Honey – Overview/ Review (with Spoilers)
Overview An angel of death gets too close to one “patient” and it leads to her rethinking the path she set herself on. Trigger Warning(s): Suicide (Discussion) Review (with Spoilers) – Below Characters & Story Irene (Jasmine Trinca), aka Honey, has for 3 years been helping the terminally sick euthanize themselves. However, upon meeting a…
Overview
An angel of death gets too close to one “patient” and it leads to her rethinking the path she set herself on.
Trigger Warning(s): Suicide (Discussion)
Review (with Spoilers) – Below
Characters & Story
Irene (Jasmine Trinca), aka Honey, has for 3 years been helping the terminally sick euthanize themselves. However, upon meeting a man, named Carlo (Carlo Cecchi), who is more so depressed than terminally ill, she begins to question a lot of things in her life. Such as if helping people kill themselves is as noble as she thinks, whether she is on the right moral ground to be even a part of someone ending their life and, ultimately, whether these people really want to die at all?
Praise
For this film, it is more so the idea of death and morality which are worth highlighting more than anything else. Which isn’t to say the film is boring. Trinca makes for an interesting lead, and arguably the story outside of the euthanizing bits can be appealing.
Criticism
However, I must admit I found it hard to fully dedicate my focus to this movie. Which isn’t good for a movie which requires subtitles to understand.

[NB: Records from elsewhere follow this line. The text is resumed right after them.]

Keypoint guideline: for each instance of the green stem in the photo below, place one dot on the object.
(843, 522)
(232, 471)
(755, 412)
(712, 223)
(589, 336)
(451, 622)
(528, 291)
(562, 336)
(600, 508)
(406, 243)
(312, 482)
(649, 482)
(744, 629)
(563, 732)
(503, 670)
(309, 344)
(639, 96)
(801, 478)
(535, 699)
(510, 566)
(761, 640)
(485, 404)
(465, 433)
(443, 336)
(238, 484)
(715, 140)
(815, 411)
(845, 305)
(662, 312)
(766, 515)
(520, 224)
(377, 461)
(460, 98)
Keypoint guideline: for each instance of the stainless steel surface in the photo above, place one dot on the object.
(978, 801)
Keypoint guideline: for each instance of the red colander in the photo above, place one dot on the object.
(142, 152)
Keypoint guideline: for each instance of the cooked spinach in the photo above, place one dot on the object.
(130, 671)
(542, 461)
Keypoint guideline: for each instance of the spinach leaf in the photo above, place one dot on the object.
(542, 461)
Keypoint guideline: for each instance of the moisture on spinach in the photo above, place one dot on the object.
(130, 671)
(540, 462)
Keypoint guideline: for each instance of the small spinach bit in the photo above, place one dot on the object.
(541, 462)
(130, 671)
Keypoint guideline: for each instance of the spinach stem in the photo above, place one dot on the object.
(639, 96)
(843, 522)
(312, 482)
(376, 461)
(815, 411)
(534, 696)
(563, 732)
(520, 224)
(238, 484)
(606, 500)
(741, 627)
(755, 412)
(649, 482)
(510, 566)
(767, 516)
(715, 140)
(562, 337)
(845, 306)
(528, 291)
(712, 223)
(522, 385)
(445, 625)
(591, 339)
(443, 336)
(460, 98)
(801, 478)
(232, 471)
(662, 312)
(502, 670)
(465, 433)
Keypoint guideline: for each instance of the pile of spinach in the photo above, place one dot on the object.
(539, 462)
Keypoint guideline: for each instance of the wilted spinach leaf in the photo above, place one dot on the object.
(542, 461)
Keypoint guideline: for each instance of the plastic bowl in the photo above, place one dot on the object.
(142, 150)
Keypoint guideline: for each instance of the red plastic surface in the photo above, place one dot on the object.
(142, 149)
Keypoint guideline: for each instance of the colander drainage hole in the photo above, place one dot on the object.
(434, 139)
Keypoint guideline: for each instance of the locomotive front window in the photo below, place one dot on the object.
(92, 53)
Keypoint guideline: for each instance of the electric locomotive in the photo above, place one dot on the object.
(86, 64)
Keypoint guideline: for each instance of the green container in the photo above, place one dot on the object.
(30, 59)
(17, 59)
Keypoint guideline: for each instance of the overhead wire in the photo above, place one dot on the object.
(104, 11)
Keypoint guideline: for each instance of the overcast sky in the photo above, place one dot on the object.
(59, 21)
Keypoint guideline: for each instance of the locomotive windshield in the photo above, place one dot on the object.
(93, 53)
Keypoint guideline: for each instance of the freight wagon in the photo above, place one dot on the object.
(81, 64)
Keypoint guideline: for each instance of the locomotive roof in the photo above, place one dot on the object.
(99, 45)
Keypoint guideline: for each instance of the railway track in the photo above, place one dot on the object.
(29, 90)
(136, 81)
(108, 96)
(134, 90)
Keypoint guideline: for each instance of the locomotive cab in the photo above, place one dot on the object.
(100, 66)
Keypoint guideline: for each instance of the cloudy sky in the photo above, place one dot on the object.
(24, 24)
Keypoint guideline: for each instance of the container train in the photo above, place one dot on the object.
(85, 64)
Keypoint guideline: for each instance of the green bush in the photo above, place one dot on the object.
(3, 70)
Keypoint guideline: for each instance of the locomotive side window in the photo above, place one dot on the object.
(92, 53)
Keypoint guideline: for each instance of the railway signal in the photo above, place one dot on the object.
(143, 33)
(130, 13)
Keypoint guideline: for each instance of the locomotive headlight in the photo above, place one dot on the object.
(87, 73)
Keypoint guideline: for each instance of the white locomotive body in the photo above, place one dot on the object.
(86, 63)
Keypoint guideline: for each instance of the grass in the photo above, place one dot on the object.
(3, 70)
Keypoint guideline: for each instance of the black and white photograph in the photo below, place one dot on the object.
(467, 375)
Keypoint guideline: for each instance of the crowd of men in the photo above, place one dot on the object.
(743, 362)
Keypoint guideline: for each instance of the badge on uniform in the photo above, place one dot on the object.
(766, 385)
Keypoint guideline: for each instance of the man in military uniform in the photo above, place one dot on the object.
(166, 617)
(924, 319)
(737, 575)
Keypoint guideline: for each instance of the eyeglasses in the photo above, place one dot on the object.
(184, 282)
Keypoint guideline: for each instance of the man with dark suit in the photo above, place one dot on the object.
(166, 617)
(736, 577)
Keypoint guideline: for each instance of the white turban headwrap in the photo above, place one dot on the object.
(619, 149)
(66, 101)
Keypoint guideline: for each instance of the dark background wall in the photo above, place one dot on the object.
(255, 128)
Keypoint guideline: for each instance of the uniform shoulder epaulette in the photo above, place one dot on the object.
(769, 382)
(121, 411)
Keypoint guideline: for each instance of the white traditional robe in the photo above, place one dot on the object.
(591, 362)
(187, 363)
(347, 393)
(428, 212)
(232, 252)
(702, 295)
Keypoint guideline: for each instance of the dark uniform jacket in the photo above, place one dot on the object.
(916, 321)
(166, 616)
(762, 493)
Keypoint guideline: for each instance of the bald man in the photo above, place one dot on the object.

For while Trinca had the same sort of appeal someone like Lea Seydoux has, at the same time the story splitting the focus between her relationship with a married man, Carlo, her as a daughter, and her as a drug smuggling euthanizing agent, it just didn’t seem cohesive.
Which isn’t to say she couldn’t have been some complex young woman who had different facets to her life; it is just that while Carlo does open her mind to how her occupation isn’t benevolent, at the same time there is no strong connection made so her realization feels as important to you as it does to her. For, and maybe this is just me, I think there wasn’t enough effort into her being shown as naive and young. Instead, we get to see she is young by her body, her messing around with a married man and trying to not be attached, and then her naivety is shown, or perhaps discovered, through Carlo who awakens her to the idea that her pity for the terminally ill is more so a bias to those whose sickness can be seen. Among the idea that she is doing people a favor, despite a high cost to assist them to die.
Overall: TV Viewing
I will admit this is really on the border of Skip It and TV Viewing, but something about Trinca just draws you in enough to finish the film. Especially when it comes to her interactions with Cecchi. However, what keeps this from being a firm TV Viewing, much less Worth Seeing, is that she only brings you in just enough and doesn’t make you fall in love with the story, or even her character to a point. If anything, the movie presents an interesting idea, and then in the pursuit of making the female lead complex, they bog her down with her being a mistress, the father/ daughter bits, and it ultimately doesn’t feel like they are trying to create a multi-dimensional person, but more so someone who seems interesting on paper.